City Energy
- Founded: 1861; 165 years ago
- Key people: Perry Ong (CEO)

= City Energy =

City Energy Pte Ltd, formerly known as City Gas Pte Ltd, founded as Singapore Gas Company in 1861, is the producer and retailer of piped town gas in Singapore. It is a fully owned subsidiary of Keppel Corporation.

== History ==
In 1861, the Singapore Gas Company was established in 1861 to provide piped gas to light Singapore’s streets. In the following year, the company built Kallang Gasworks, located at Kallang Basin in Kampung Bugis, which produced gas from coal. Coal from mines in Australia was shipped to the Gasworks via the Rochor and Kallang rivers.

In 1901, Singapore Gas Company was bought by the Municipal Commission.

City Energy has a production facility in Singapore, Senoko Gasworks, equipped with a capacity of 1.6 million m^{3} per day. This is the sole facility producing town gas in Singapore. City Energy uses the gas pipeline network owned by PowerGas, a subsidiary of SP Group, to supply town gas to its customers.

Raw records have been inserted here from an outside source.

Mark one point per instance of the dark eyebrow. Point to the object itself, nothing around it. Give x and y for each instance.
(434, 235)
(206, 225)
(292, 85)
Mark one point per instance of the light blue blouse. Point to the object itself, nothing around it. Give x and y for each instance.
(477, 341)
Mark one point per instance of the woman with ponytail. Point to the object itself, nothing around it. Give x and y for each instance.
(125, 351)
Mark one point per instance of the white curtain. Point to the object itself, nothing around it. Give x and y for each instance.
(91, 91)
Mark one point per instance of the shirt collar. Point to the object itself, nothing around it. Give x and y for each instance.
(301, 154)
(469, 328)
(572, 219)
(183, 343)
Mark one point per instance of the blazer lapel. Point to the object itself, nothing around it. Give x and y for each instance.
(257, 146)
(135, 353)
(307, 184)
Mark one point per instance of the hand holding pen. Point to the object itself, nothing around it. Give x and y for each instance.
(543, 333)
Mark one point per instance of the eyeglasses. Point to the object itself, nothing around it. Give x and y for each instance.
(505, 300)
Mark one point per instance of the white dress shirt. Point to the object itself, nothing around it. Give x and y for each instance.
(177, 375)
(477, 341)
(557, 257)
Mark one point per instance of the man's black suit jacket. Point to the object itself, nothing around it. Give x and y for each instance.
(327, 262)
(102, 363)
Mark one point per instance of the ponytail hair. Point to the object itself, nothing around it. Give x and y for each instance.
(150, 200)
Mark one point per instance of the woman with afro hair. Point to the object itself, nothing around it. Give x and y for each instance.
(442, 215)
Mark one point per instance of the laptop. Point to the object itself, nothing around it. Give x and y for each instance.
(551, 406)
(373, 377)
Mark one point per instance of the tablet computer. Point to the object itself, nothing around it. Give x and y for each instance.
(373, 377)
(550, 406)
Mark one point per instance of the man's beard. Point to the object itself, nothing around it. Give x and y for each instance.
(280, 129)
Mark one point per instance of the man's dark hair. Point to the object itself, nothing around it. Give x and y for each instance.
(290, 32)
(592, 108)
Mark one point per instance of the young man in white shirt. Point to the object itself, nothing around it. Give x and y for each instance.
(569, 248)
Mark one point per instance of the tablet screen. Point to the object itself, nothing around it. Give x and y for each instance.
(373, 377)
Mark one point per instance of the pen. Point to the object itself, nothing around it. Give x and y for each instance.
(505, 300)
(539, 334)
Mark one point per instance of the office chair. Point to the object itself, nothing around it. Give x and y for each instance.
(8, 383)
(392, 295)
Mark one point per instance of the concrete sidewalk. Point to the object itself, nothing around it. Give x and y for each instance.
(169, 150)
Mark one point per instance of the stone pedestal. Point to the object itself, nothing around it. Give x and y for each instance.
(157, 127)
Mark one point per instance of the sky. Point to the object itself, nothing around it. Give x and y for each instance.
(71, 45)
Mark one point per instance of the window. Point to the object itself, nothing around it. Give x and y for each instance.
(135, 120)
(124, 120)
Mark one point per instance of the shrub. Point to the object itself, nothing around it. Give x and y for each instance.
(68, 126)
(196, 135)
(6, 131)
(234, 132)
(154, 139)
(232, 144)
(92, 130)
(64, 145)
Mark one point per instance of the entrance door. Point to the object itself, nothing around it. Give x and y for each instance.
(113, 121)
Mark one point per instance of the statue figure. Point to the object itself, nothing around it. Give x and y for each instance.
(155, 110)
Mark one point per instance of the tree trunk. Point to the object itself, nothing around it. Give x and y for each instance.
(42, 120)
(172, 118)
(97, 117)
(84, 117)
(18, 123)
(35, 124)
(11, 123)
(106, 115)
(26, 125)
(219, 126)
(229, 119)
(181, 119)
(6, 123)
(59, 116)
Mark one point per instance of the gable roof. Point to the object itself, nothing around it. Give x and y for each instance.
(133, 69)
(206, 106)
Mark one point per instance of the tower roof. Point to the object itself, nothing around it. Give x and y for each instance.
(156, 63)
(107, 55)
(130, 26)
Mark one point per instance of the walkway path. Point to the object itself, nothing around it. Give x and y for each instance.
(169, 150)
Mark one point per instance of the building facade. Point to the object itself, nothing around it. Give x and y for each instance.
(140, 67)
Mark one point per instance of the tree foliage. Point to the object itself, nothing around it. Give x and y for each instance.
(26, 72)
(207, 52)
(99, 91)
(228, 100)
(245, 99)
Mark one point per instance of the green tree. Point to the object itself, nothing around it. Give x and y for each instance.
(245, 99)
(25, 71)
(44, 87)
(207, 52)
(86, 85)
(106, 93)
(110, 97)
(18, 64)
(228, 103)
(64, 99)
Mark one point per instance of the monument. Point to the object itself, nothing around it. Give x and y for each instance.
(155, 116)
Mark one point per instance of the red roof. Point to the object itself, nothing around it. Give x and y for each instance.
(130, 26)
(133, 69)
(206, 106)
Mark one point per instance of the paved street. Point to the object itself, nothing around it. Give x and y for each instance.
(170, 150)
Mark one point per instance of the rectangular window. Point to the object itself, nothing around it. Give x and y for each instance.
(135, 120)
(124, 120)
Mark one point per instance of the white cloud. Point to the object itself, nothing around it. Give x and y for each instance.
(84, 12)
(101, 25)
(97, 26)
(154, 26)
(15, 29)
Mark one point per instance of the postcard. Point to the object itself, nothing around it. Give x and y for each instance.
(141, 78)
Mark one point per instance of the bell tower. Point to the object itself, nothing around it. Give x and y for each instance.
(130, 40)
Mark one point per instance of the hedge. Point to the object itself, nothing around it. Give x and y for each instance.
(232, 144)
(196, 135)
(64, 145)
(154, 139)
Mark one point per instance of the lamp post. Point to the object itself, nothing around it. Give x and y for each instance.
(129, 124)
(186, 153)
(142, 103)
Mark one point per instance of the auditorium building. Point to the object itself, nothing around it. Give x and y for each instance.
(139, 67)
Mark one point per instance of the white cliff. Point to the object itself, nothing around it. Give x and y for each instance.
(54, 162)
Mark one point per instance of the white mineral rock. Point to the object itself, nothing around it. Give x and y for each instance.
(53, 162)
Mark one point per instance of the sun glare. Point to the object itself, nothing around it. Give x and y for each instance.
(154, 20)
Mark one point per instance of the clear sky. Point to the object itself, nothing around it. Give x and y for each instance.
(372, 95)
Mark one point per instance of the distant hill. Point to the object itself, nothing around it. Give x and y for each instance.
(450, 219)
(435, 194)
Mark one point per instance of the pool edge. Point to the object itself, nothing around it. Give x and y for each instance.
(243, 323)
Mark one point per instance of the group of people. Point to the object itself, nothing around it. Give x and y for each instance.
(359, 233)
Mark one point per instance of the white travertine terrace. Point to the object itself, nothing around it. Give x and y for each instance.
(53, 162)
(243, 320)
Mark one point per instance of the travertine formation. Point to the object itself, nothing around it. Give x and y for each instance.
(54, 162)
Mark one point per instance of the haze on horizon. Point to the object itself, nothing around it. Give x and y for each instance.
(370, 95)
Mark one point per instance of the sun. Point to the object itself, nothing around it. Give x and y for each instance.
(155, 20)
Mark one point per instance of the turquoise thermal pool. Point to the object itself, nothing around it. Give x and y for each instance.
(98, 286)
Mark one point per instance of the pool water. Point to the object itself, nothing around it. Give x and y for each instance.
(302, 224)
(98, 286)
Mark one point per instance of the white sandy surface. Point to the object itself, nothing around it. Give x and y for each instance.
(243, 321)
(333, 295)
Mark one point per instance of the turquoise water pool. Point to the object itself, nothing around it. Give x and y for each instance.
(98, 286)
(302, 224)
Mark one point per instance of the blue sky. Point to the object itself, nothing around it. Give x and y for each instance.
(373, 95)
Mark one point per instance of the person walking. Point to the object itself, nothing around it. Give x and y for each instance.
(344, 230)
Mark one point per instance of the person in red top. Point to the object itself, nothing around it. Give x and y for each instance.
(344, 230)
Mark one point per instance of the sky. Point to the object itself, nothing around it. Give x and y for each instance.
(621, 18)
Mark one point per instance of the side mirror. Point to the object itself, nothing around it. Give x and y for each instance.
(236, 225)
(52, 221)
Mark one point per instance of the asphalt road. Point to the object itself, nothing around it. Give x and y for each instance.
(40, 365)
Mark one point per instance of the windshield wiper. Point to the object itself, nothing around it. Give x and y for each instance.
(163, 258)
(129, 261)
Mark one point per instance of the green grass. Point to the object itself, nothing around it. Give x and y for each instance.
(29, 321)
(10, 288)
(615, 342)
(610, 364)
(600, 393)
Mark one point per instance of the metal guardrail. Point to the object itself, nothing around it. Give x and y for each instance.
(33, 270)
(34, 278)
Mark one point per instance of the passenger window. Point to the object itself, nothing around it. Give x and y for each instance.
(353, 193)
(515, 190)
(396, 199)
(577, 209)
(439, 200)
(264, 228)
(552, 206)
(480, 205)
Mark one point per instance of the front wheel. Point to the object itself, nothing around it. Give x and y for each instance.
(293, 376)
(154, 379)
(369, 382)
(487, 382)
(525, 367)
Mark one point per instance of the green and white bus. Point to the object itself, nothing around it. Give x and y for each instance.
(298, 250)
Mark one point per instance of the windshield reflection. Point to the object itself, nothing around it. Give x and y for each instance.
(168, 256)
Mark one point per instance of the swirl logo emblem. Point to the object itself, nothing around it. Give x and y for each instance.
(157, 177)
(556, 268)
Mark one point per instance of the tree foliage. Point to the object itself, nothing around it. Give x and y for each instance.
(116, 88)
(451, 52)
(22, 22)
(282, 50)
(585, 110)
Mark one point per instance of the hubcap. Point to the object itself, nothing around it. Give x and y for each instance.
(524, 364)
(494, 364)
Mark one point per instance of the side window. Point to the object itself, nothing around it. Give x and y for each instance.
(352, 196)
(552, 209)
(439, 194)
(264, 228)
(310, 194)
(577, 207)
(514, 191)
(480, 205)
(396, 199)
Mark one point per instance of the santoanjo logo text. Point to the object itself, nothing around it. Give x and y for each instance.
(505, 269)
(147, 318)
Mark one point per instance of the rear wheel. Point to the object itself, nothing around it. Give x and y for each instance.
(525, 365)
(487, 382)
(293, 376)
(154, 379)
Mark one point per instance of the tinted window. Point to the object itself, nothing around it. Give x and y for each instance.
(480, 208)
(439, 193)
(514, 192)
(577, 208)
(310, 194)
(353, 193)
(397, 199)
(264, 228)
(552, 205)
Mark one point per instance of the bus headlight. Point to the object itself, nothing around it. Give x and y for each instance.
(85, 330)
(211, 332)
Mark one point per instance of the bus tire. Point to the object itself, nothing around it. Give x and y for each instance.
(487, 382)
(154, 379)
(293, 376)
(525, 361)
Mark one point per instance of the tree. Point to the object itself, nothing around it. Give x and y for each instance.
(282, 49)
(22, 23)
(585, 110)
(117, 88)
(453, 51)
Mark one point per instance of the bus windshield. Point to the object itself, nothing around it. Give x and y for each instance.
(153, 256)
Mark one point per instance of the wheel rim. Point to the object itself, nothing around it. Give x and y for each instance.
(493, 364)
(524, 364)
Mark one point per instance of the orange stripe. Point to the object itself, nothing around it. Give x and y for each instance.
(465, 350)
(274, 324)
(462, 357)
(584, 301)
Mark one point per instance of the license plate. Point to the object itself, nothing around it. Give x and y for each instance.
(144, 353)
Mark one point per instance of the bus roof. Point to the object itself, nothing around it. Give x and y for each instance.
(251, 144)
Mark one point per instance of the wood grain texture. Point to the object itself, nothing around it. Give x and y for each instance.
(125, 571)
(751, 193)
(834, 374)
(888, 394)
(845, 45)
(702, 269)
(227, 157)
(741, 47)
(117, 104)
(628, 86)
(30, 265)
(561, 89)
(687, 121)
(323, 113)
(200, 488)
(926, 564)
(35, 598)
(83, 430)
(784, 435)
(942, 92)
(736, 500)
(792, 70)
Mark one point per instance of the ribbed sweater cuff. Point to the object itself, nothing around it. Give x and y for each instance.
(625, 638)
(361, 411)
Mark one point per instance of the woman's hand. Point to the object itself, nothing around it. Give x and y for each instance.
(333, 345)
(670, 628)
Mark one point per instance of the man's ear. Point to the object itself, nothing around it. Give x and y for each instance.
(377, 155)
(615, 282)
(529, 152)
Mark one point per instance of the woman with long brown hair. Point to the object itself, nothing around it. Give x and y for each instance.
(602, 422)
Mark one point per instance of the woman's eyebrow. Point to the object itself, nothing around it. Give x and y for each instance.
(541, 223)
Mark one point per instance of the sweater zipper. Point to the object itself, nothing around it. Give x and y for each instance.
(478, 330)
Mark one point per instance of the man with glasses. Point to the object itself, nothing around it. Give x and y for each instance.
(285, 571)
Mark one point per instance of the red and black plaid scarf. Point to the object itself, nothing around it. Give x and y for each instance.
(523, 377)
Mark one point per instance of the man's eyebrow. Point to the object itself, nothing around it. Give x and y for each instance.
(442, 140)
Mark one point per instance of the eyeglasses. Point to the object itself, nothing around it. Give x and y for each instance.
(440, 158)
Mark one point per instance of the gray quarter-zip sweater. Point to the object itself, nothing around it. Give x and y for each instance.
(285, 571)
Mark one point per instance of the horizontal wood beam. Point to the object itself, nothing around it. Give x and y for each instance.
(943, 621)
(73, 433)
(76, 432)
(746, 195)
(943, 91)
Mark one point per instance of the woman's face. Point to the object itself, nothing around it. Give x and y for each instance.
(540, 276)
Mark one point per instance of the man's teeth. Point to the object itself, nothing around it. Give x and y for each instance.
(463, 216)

City Gas was renamed as City Energy on 1 December 2021.

As of 2021, City Energy has approximately 870,000 residential, commercial and industrial customers in Singapore. City Energy provides town gas pipe installation and town gas supply activation services. The maintenance and retail of gas appliances and solutions are also services offered by the company.